A PO is considered a "splinter" PO if:
The PO is formed from parts of existing POs. A PO is considered a "splinter" PO if 50 percent or more of its member providers were enrolled in PGIP with other POs during the time period preceding the PO application submission, or as determined by Blue Cross Blue Shield of Michigan.
Splinter POs applying for PGIP are required to meet the following expectations:
- Ensure that all POs from which the splinter PO is formed are aware of the change in their organization(s) as well as the splinter POs intent to apply for participation in PGIP.
- Establish all processes necessary for a smooth transition to a splinter PO.
- Communicate all developments regarding new, independent PO status, such as infrastructure development, clinical leadership changes, etc. to the PGIP Field Operations staff.

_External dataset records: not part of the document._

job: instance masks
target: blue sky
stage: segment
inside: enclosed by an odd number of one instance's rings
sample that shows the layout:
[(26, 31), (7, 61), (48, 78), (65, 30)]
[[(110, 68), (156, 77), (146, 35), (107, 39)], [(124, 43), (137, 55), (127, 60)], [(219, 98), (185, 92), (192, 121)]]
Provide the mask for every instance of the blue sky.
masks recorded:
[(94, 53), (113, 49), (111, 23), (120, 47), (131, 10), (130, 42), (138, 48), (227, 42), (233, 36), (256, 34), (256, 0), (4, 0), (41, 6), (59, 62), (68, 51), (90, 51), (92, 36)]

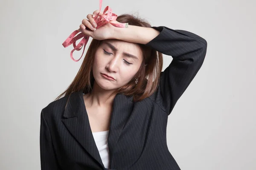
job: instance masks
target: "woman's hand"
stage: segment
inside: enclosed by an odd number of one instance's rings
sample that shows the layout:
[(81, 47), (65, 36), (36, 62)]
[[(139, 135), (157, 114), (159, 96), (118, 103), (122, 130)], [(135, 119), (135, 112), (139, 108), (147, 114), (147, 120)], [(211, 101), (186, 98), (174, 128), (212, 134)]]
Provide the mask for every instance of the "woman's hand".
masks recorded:
[[(97, 26), (96, 25), (93, 17), (99, 11), (99, 10), (97, 10), (93, 12), (93, 15), (88, 14), (87, 15), (88, 20), (85, 19), (83, 20), (82, 24), (80, 25), (80, 28), (78, 30), (86, 35), (98, 40), (114, 38), (115, 27), (109, 23), (108, 23), (104, 26), (101, 26), (97, 29), (96, 28)], [(100, 12), (99, 17), (100, 17), (102, 14), (103, 12)], [(110, 22), (119, 23), (116, 21), (111, 21)]]

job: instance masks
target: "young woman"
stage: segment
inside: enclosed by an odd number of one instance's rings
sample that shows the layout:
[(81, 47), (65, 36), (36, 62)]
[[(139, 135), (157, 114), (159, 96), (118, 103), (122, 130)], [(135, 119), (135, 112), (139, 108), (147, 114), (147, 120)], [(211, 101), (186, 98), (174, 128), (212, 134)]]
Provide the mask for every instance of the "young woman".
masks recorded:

PGIP Field Operations may also advise the splinter PO not to split if it is deemed unlikely that the splinter PO can successfully transition to an independent PO participating in PGIP. For example, if Field Operations staff determines that the splinter PO lacks the required infrastructure (adequate staffing, technology support, etc), physician leadership or provider buy-in to be successful in PGIP, the splinter PO may be advised to not apply for participation in PGIP.
Splinter POs desiring historical datasets, reports, etc. must contact their parent POs as Blue Cross Blue Shield of Michigan cannot create past datasets, reports, etc. Splinter POs may have a lapse in data/reporting as a result of splitting from their parent POs. Current PGIP POs are expected to share relevant data with the new splinter PO. It is the responsibility of the splinter PO to request all historical data from their parent PO. Blue Cross Blue Shield of Michigan will communicate these expectations to the parent and splinter POs.
Both "new" and "splinter" Physician Organizations are eligible to participate in initiatives in their first year of PGIP participation; however, Blue Cross Blue Shield of Michigan reserves the right to evaluate the appropriateness of the PO's participation in these initiatives.